| June 14, 2019 03:00 PM
Former Rep. Beto O’Rourke, D-Texas, unloaded this week on 2020 front-runner Joe Biden, characterizing the former vice president as an antiquated relic from a less progressive and less inclusive time.
So I guess this means Biden will not be asking the former Texas congressman to serve as his running mate after all.
“You cannot go back to the end of the Obama administration and think that that’s good enough,” O’Rourke said this week during an appearance on MSNBC. “As much of a horror show as Trump has been — his racism, the disaster of his foreign policy, his punishment of farmers and workers here in this country — we had real problems before Donald Trump became president.”
The MSNBC host then asked the former congressman and onetime Democratic wunderkind, “Is Joe Biden a return to the past?”
“He is,” said O’Rourke. “And that cannot be who we are going forward. We’ve got to be bigger, we’ve got to be bolder. We have to set a much higher mark and be relentless in pursuing that.”
He added that whoever wins the 2020 Democratic nomination must be about more than just “defeating” the current White House resident.
“I’m not exactly sure what [Biden] believes or what he should apologize for. I only know that this country should be able to do far better,” O’Rourke said.
“You’ve got to ask yourself where Joe Biden is on the issues that are most important to you,” he continued, not letting up even a little bit. “Did he support the war in Iraq that forever destabilized the Middle East? Did he really believe that women of lower incomes should be able to make their own decisions about their own body, to be able to afford healthcare in order to do that?

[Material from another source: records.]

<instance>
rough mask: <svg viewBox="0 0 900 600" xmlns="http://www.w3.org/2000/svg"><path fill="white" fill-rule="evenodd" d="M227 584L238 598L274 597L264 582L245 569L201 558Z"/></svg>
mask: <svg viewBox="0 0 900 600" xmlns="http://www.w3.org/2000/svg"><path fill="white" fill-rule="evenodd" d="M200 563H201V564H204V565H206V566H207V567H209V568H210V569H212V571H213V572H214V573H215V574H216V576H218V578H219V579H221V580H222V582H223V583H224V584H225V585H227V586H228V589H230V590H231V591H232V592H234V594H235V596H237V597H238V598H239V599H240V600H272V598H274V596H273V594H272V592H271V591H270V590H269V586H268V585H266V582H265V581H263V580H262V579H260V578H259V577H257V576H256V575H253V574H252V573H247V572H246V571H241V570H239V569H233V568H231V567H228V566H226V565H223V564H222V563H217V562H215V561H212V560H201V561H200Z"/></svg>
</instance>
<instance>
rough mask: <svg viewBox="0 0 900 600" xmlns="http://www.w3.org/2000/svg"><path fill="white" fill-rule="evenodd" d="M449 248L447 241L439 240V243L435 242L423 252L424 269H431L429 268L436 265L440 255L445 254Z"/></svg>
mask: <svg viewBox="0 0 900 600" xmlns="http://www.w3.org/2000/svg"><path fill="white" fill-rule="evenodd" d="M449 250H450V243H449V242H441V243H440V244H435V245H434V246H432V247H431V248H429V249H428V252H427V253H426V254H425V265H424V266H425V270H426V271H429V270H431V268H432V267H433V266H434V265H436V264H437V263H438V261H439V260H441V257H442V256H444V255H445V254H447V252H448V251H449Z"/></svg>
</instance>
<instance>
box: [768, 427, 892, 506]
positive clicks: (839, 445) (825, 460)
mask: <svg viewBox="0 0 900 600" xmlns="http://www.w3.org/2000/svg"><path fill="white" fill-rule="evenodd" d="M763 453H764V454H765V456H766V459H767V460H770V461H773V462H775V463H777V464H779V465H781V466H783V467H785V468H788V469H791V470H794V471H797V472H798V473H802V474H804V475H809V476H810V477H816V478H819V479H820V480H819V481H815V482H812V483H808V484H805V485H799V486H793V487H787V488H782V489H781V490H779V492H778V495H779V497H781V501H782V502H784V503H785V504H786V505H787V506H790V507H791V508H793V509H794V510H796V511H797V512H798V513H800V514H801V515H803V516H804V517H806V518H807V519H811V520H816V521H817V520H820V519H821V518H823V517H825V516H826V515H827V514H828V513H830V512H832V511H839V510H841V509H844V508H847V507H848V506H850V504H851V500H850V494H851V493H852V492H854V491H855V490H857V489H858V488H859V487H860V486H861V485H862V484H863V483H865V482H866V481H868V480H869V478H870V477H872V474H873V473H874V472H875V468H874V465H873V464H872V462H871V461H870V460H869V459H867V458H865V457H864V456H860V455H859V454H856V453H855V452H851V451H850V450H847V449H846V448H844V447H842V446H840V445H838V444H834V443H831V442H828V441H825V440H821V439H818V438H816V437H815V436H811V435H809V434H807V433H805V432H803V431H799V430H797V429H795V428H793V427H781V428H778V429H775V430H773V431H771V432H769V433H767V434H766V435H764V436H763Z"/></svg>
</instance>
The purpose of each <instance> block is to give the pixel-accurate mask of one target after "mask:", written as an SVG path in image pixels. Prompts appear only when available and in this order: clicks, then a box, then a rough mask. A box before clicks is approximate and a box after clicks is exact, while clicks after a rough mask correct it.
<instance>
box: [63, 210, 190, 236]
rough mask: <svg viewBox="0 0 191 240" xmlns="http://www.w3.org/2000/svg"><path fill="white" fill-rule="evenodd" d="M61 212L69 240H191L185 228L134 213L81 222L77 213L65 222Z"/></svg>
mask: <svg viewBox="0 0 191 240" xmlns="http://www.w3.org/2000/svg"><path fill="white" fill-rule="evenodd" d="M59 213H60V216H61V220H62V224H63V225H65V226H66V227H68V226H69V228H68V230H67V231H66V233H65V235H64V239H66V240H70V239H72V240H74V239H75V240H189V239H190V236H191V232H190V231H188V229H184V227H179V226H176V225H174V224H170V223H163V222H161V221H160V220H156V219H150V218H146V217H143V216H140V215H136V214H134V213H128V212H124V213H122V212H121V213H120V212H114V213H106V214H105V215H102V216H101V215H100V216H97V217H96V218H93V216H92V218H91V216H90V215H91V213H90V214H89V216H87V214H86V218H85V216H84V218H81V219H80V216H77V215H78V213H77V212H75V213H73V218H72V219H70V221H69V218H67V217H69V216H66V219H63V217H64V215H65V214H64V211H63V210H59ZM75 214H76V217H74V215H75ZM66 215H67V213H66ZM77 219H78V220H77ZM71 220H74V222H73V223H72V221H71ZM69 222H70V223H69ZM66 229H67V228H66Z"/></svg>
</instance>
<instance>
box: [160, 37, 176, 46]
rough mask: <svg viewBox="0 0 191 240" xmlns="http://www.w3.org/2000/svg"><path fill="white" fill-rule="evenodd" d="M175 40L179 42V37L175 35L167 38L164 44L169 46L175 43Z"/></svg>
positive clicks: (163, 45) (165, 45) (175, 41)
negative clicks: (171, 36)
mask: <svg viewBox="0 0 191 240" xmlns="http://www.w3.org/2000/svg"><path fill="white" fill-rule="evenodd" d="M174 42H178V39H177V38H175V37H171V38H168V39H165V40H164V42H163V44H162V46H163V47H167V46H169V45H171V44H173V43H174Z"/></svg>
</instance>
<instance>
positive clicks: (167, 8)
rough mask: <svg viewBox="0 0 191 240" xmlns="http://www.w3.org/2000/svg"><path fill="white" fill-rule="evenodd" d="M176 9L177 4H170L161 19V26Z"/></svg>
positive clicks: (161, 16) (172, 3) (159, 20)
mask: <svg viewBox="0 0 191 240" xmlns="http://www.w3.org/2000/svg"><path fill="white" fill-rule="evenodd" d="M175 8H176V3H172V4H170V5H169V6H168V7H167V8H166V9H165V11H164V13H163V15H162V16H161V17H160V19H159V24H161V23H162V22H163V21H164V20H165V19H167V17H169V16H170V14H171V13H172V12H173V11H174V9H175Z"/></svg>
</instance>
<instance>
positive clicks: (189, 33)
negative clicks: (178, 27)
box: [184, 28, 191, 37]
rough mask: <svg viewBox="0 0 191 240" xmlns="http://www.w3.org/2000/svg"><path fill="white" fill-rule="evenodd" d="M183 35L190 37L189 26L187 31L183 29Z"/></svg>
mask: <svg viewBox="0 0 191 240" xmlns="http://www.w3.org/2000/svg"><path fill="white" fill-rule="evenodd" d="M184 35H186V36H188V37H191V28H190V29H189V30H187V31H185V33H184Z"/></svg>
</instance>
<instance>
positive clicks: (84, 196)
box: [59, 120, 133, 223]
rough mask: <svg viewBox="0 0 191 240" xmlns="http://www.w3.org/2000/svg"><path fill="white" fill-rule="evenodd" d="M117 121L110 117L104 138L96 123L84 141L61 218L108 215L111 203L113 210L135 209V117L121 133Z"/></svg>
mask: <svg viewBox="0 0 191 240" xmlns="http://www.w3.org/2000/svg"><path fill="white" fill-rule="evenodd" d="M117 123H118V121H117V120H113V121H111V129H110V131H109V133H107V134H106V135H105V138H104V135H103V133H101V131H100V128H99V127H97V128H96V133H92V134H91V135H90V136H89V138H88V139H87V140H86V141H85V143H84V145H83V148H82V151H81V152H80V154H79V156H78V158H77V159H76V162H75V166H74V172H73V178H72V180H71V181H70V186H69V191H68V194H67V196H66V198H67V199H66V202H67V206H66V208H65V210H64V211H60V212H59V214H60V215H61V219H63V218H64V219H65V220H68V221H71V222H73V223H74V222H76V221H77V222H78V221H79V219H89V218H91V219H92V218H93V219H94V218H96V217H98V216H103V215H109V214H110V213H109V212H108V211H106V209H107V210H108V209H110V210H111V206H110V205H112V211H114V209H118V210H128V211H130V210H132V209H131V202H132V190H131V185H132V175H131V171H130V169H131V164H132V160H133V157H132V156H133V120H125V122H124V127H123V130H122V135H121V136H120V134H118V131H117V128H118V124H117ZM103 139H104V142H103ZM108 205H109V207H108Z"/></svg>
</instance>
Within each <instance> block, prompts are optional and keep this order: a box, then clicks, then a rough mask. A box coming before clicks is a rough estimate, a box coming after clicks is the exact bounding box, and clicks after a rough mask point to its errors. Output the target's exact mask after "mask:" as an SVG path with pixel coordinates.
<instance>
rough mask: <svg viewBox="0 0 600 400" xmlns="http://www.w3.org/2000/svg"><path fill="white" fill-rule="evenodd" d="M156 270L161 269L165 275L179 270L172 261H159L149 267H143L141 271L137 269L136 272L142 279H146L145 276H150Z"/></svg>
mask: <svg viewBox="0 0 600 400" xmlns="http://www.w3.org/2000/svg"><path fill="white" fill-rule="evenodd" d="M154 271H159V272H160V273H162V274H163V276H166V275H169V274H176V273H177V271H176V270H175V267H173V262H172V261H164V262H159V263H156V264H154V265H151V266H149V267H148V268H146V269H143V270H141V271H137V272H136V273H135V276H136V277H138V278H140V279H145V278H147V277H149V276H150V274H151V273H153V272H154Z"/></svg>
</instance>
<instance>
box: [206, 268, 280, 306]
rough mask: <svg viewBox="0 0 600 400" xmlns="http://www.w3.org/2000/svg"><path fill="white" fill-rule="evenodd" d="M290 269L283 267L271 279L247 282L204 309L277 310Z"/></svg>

He supported the Hyde Amendment; he now opposes the Hyde Amendment.”
That is — that is all true, actually. None of what O’Rourke said is inaccurate or even unfair.
Biden did flip and then flop, and then flip again, on his support for an amendment barring federal funds for abortions. And all because progressives yelled at him. Biden supported the Hyde Amendment and similar provisions, including one he even named after himself, for more than 40 years. All that changed last week when Biden claimed that conservative opposition to abortion convinced him that, uh, the federal government should fund abortion. Good luck figuring that one out.
I am just a little surprised to hear this accurate criticism come from the same 2020 candidate who signed a pledge not to attack fellow Democrats in the primary.
But I suppose the attack makes sense, considering O’Rourke’s campaign has been off to a disappointing start. He is polling in sixth place behind Biden; Sens. Bernie Sanders, I-Vt.; Sen. Elizabeth Warren, D-Mass.; South Bend, Ind., Mayor Pete Buttigieg; and Sen. Kamala Harris D-Calif., according to the RealClearPolitics polling average. In other words, it is probably not where the “I’m just born to be in it” candidate was hoping to find himself at this point in the Democratic primary.
Then again, there is always time for O’Rourke to catch up to his opponents. Perhaps a few more attacks like the one he launched against Biden will do the trick.